We walked on, coming at last to the slopes of the small hill I had determined to be the center.

“So this is the place?” he remarked.

“More or less. Give or take a little, every which way. I don’t usually work with maps the way most do.”

We wandered a bit then.

“Just your average hillside,” he finally said. “Nothing special about it, unless those trees are the remains of a sacred grove.”

“But they’re saplings. They look like new growth to me.”

“Yes. Me, too. I’ve a funny feeling you’re still missing something in the equation. I’m in this version?”

“Yes.”

“We’ve discussed this before. If you take me out of it, where does that move it to?”
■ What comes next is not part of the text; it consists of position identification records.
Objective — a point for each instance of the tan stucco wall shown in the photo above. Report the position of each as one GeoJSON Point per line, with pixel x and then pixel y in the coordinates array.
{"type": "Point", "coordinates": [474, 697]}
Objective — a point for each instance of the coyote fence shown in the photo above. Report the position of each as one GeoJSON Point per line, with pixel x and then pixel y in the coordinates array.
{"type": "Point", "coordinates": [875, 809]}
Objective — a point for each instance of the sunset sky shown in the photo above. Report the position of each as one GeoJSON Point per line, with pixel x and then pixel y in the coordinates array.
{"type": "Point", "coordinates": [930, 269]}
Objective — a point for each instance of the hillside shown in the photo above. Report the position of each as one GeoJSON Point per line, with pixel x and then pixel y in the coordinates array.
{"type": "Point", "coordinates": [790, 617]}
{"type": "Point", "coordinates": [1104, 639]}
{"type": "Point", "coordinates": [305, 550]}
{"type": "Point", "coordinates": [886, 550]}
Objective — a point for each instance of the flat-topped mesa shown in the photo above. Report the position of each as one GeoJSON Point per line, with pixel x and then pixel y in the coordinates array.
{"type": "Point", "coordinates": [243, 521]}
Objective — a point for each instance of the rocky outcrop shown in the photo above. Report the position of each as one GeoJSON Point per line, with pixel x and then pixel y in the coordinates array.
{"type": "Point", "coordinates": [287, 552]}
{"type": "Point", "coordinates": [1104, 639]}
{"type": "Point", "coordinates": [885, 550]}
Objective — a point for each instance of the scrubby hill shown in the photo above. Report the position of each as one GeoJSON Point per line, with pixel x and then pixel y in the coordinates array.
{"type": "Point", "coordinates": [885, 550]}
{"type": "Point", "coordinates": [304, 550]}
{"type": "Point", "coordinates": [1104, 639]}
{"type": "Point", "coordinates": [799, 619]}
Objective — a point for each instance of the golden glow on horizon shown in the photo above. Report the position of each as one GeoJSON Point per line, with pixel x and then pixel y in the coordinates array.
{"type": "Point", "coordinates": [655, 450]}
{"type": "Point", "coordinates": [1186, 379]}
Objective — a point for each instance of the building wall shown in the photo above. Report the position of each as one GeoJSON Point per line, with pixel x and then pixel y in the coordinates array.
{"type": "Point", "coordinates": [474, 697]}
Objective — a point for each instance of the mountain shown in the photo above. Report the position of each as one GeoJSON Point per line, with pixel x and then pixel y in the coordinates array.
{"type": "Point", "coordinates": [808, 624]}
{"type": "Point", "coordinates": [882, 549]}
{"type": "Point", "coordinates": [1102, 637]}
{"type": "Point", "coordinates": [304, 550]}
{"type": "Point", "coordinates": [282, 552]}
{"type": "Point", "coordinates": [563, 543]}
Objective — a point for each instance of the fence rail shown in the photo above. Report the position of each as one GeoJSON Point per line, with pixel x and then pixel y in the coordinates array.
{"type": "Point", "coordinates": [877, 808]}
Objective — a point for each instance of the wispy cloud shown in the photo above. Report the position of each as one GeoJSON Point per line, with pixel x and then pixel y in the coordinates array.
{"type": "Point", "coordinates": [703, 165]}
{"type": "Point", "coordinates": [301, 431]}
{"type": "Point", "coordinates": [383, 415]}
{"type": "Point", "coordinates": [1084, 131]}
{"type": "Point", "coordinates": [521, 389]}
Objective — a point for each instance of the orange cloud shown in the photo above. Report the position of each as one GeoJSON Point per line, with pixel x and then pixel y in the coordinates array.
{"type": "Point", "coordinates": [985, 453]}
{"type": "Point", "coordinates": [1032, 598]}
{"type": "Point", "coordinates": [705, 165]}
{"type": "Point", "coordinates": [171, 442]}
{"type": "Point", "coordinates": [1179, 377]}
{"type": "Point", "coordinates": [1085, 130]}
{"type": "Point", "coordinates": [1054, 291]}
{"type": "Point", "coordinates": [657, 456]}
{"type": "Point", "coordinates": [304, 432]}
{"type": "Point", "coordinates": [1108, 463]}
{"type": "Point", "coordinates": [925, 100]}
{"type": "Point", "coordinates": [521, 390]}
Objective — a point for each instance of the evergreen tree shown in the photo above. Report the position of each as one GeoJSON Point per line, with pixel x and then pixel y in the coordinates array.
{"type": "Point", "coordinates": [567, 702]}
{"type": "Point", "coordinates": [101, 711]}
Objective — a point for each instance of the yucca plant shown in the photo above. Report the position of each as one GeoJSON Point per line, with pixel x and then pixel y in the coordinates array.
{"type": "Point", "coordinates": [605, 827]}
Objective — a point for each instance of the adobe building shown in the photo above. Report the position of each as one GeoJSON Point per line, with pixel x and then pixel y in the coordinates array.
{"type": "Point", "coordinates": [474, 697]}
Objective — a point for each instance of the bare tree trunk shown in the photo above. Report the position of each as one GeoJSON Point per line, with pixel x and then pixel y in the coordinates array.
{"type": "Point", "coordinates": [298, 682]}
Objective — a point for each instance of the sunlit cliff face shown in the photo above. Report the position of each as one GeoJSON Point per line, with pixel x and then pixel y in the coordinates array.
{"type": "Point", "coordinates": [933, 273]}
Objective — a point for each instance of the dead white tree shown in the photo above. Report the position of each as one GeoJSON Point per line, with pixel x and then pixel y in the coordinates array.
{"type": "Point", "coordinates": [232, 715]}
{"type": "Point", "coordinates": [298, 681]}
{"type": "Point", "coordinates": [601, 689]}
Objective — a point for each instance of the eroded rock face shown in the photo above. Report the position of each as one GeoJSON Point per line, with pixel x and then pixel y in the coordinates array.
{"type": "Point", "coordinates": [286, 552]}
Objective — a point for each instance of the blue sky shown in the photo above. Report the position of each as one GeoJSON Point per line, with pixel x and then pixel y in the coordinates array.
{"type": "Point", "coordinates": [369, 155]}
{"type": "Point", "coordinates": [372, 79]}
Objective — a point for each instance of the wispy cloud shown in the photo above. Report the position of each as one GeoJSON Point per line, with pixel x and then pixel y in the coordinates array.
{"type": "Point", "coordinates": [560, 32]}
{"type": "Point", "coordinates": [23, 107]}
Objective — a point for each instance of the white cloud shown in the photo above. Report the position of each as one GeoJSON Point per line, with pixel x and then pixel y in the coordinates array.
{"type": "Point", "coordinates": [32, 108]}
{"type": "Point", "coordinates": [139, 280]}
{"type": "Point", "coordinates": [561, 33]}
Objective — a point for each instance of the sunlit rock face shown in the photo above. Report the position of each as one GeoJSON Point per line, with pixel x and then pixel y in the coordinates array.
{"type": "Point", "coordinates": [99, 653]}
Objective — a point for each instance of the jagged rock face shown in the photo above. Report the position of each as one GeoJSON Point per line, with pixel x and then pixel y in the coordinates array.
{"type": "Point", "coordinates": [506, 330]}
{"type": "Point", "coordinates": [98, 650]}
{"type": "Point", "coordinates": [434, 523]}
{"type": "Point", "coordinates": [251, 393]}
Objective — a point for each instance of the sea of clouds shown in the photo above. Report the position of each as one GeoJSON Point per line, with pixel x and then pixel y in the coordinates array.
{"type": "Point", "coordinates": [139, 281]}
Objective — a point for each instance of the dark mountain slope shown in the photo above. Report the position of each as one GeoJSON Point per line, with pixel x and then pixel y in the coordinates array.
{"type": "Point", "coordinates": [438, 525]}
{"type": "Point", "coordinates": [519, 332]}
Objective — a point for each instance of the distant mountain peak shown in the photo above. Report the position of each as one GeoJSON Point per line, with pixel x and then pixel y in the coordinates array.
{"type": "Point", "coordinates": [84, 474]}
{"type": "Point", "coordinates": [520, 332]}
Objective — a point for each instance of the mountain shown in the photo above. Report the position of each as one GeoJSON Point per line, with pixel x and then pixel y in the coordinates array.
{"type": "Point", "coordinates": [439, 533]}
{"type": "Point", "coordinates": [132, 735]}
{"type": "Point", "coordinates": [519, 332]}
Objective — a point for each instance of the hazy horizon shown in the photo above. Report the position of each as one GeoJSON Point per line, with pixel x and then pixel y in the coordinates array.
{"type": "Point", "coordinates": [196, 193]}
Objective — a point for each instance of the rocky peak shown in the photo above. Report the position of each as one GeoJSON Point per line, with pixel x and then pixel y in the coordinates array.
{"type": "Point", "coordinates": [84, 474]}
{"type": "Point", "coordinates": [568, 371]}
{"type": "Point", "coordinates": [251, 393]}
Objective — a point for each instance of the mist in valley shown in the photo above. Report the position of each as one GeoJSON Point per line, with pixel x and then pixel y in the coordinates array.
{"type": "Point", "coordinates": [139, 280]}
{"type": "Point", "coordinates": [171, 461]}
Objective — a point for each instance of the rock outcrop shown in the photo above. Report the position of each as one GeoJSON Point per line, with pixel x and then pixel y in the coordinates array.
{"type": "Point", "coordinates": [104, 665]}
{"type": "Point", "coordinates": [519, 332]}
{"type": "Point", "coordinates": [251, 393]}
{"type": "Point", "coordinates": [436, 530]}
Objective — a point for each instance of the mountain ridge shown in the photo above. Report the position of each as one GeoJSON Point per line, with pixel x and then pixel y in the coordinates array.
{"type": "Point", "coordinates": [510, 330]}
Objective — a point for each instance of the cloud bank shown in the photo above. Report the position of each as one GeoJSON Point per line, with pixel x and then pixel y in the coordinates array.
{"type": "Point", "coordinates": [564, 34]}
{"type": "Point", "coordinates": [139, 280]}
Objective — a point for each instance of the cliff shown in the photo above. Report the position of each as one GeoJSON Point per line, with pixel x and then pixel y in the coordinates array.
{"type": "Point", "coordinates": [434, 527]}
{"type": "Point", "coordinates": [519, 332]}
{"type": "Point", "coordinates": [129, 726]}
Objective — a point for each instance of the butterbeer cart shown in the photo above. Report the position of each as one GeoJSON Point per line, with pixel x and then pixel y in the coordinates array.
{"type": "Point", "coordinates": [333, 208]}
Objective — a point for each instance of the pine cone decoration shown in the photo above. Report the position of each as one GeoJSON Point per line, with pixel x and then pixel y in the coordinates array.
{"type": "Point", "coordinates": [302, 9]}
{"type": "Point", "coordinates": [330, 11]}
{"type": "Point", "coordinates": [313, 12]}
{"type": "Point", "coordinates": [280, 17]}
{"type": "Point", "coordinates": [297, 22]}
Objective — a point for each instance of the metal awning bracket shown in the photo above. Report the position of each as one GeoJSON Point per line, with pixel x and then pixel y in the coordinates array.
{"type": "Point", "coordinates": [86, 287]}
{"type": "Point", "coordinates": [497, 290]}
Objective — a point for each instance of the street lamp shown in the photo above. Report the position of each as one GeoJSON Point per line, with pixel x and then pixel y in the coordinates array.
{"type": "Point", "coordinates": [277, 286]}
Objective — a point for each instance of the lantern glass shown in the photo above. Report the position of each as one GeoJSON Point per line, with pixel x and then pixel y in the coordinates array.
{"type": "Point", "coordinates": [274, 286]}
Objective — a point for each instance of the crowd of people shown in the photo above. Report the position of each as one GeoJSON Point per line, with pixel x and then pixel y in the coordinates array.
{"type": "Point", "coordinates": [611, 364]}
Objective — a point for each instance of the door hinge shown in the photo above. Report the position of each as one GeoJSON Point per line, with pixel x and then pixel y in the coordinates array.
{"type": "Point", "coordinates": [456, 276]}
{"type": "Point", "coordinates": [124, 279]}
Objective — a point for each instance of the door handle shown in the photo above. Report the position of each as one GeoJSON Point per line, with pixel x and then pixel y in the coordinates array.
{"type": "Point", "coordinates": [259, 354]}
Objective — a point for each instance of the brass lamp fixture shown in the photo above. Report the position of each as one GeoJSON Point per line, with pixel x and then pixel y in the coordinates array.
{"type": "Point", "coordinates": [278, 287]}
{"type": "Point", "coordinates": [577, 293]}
“The other side of the hill and farther south and east. Roughly the same distance as from your place to a point across the road from Owen’s.”

“Let’s take a look.”

We climbed the hill and climbed back down the other side. Then we walked southeastward.

Finally, we came to a marshy area, where I halted.

“Over that way,” I said. “Maybe fifty or sixty paces. I don’t see any point in mucking around in it when we can see it from here. It all looks the same.”

“Yes. Unpromising.” He scanned the area for a time. “Either way, then,” he finally said, “you must still be leaving something out.”

“A mystery player?” I asked. “Someone who’s been lying low all this time?”

“It seems as if there must be. Hasn’t it ever happened before?”

I thought hard, recalling Games gone by.

“It’s been tried,” I said then. “But the others always found him out.”

“Why?”

“Things like this,” I said. “Pieces that don’t fit any other way.”

“Well?”

“This is fairly late in the game. It’s never gone this long. Everyone’s always known everyone else by this time, with only about a week to go.”

“In those situations where someone was hiding out, how did you go about discovering him?”